Bartenieff Fundamentals is a form of Laban Movement Analysis created by Irmgard Bartenieff. It utilizes principles of breath, core support, dynamic alignment and spatial intent. Emory Professor Sally Radell received her Master’s Degree from Ohio State University in choreography and Labanotation, in addition to teaching several courses here each semester that utilize somatic practices like this and many others. She speaks on her experience below.
*Responses have been edited for length and clarity
When were you first introduced to Bartenieff Fundamentals?
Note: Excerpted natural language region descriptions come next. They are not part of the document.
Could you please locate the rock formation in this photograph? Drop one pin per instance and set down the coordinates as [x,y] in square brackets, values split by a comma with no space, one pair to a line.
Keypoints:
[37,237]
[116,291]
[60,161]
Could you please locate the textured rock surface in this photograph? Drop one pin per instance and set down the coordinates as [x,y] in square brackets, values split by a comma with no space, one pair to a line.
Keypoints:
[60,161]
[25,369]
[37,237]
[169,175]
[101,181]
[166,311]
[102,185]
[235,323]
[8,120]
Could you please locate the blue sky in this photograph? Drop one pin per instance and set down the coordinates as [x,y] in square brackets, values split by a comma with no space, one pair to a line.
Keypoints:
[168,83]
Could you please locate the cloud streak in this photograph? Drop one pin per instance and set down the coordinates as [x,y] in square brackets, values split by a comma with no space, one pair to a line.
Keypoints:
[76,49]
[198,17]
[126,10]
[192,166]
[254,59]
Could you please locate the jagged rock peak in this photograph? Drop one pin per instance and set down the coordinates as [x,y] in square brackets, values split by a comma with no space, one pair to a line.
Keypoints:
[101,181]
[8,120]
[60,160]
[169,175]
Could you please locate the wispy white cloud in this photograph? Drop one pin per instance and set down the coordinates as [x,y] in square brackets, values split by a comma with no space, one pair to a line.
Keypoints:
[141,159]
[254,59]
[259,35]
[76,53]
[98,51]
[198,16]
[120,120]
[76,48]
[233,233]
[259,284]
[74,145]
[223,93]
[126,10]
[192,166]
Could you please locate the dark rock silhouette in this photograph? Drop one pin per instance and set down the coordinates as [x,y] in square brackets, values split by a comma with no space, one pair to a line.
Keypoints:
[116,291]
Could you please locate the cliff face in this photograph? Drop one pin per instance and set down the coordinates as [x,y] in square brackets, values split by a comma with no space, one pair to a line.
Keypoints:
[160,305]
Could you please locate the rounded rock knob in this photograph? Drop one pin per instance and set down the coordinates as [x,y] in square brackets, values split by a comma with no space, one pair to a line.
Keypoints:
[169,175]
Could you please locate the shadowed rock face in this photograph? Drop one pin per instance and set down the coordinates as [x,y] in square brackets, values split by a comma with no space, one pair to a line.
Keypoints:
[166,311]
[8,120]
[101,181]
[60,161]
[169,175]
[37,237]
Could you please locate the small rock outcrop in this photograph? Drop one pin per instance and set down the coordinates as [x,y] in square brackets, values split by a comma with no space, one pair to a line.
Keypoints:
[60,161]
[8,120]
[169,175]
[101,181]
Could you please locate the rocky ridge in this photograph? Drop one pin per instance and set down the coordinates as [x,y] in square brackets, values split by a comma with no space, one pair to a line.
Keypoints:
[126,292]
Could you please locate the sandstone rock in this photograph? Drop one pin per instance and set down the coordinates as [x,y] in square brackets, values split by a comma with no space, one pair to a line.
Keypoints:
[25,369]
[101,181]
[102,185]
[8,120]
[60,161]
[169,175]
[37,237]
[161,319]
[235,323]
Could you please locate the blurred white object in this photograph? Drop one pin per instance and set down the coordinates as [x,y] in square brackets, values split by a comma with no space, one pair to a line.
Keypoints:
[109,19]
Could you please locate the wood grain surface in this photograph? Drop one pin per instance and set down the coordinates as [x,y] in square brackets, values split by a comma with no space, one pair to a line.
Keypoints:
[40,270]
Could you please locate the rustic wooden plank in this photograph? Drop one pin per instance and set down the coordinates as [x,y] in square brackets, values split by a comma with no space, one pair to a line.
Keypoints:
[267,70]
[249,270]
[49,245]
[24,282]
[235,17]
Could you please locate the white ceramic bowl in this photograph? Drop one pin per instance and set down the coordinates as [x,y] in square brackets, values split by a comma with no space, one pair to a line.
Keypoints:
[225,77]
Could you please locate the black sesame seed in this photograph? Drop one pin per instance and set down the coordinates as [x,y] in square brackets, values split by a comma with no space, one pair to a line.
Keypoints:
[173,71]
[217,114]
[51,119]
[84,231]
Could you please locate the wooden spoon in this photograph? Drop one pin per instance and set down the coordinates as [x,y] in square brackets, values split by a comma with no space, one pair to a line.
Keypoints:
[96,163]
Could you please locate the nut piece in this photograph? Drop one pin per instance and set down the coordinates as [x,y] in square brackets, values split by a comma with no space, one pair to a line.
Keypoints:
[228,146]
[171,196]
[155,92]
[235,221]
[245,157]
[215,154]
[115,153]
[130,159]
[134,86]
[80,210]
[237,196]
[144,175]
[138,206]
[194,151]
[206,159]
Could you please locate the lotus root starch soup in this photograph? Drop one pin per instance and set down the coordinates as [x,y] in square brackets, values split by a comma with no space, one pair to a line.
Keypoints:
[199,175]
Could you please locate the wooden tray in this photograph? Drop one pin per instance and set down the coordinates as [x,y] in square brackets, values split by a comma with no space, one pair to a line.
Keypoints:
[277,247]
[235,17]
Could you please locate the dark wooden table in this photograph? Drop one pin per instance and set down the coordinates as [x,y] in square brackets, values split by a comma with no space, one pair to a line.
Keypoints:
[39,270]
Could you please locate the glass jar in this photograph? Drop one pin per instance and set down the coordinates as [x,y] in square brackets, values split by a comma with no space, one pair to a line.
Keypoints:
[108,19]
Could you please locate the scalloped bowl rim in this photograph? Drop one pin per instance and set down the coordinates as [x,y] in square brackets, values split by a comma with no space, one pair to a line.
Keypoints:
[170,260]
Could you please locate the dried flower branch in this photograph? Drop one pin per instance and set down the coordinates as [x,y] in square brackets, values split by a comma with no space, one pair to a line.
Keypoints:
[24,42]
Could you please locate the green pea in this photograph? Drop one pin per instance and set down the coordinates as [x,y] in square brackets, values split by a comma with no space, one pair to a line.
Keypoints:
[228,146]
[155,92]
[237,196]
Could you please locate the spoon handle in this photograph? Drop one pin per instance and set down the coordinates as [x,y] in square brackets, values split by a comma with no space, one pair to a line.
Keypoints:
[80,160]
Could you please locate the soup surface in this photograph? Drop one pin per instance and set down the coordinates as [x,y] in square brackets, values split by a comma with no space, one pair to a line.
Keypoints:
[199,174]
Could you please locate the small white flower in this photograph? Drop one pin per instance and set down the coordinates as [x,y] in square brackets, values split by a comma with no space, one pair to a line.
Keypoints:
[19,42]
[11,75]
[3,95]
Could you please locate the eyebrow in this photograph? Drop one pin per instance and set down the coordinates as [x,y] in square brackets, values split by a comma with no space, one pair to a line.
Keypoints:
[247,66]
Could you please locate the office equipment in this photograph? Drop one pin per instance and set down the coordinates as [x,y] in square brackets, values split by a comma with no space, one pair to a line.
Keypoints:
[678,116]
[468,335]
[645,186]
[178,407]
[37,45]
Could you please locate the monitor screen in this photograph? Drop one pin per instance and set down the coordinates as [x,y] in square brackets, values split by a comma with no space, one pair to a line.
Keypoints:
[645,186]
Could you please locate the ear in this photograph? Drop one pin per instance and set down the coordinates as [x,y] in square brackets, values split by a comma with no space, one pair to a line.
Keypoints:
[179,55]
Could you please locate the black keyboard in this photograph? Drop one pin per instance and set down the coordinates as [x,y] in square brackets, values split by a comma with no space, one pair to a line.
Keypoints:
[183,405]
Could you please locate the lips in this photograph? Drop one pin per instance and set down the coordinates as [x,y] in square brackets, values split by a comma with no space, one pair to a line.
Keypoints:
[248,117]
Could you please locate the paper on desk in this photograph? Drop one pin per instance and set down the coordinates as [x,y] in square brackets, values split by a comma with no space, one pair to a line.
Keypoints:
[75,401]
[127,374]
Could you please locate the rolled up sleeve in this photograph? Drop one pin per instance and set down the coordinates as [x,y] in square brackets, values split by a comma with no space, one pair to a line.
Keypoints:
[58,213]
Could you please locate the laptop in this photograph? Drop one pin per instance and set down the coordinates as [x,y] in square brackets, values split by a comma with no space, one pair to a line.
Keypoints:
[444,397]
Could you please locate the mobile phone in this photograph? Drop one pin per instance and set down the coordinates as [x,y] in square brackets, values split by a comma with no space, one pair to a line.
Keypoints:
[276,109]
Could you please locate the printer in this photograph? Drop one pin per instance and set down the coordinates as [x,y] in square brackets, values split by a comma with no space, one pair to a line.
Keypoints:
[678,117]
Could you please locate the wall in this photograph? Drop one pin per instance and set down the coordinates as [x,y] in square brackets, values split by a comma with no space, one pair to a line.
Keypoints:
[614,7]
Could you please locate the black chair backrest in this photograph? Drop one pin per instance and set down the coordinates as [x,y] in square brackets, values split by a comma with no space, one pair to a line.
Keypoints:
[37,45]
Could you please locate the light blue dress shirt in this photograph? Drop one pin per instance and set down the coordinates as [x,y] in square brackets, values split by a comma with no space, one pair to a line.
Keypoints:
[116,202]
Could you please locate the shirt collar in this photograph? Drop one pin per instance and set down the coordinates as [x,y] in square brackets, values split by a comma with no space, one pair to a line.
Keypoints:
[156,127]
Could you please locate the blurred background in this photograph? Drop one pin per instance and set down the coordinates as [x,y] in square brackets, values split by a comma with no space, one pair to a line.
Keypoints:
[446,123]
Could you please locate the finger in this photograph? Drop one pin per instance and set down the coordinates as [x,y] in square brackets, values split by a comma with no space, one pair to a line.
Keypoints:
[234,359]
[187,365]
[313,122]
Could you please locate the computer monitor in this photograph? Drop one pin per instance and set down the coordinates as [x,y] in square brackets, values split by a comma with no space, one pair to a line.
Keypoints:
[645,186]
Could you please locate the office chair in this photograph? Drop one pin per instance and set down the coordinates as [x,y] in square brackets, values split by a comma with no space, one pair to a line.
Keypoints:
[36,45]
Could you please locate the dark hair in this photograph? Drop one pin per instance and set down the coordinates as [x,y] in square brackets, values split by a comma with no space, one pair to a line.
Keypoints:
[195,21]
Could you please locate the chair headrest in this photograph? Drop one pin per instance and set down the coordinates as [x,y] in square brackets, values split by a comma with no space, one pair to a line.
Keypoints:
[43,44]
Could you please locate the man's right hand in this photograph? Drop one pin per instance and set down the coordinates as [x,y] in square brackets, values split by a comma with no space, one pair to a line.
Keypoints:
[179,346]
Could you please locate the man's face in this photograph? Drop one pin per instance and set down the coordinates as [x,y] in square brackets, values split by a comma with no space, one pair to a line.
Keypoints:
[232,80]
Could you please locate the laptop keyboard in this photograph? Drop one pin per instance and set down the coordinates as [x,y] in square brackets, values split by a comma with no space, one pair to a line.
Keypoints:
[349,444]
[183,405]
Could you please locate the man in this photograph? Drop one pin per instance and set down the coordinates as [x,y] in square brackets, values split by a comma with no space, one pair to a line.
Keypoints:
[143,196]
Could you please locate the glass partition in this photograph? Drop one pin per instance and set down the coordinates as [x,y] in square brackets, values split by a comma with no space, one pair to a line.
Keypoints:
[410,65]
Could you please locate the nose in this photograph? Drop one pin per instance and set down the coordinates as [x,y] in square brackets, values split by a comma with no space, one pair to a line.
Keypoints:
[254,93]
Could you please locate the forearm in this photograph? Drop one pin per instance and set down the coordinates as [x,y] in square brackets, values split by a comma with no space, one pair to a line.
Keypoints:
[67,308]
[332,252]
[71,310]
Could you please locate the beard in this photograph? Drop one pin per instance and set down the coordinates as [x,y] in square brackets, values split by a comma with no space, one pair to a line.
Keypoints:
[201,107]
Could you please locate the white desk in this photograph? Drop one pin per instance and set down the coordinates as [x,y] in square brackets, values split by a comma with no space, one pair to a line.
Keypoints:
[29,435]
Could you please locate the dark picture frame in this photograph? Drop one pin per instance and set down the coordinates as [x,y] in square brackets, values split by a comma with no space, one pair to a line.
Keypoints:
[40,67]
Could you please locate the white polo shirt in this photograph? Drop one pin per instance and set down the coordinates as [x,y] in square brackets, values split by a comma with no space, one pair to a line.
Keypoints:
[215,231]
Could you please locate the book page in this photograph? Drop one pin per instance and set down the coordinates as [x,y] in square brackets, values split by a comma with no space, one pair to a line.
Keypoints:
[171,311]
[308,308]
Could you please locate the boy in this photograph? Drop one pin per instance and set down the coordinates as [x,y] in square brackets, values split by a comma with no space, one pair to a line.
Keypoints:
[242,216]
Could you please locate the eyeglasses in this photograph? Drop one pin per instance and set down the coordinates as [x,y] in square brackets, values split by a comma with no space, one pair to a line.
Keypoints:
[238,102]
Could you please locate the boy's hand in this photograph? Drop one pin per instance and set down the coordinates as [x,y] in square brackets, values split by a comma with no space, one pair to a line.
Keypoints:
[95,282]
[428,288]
I was first introduced to the Bartenieff Fundamentals as a graduate student in dance at The Ohio State University. All graduate students were required to take several courses in the work. I must admit that I did not really understand the significance of the work at the time and how it could really help me connect and integrate my movement patterns. I was not a diligent student of this material because it was too subtle for me to really wrap my brain around it. Then, after I finished the courses, I got injured and had a hard time getting better. My teachers referred me back to the Bartenieff work and after practicing it a bit I felt first-hand how the movement helped my body rebuild healthy movement habits that had been disturbed from my injury. I also saw how the work helped me connect my body up and move forward technically. After that I spent several semesters doing independent study with my teachers on Fundamentals and have been a convert ever since.
What are the main components of this practice and how are they taught?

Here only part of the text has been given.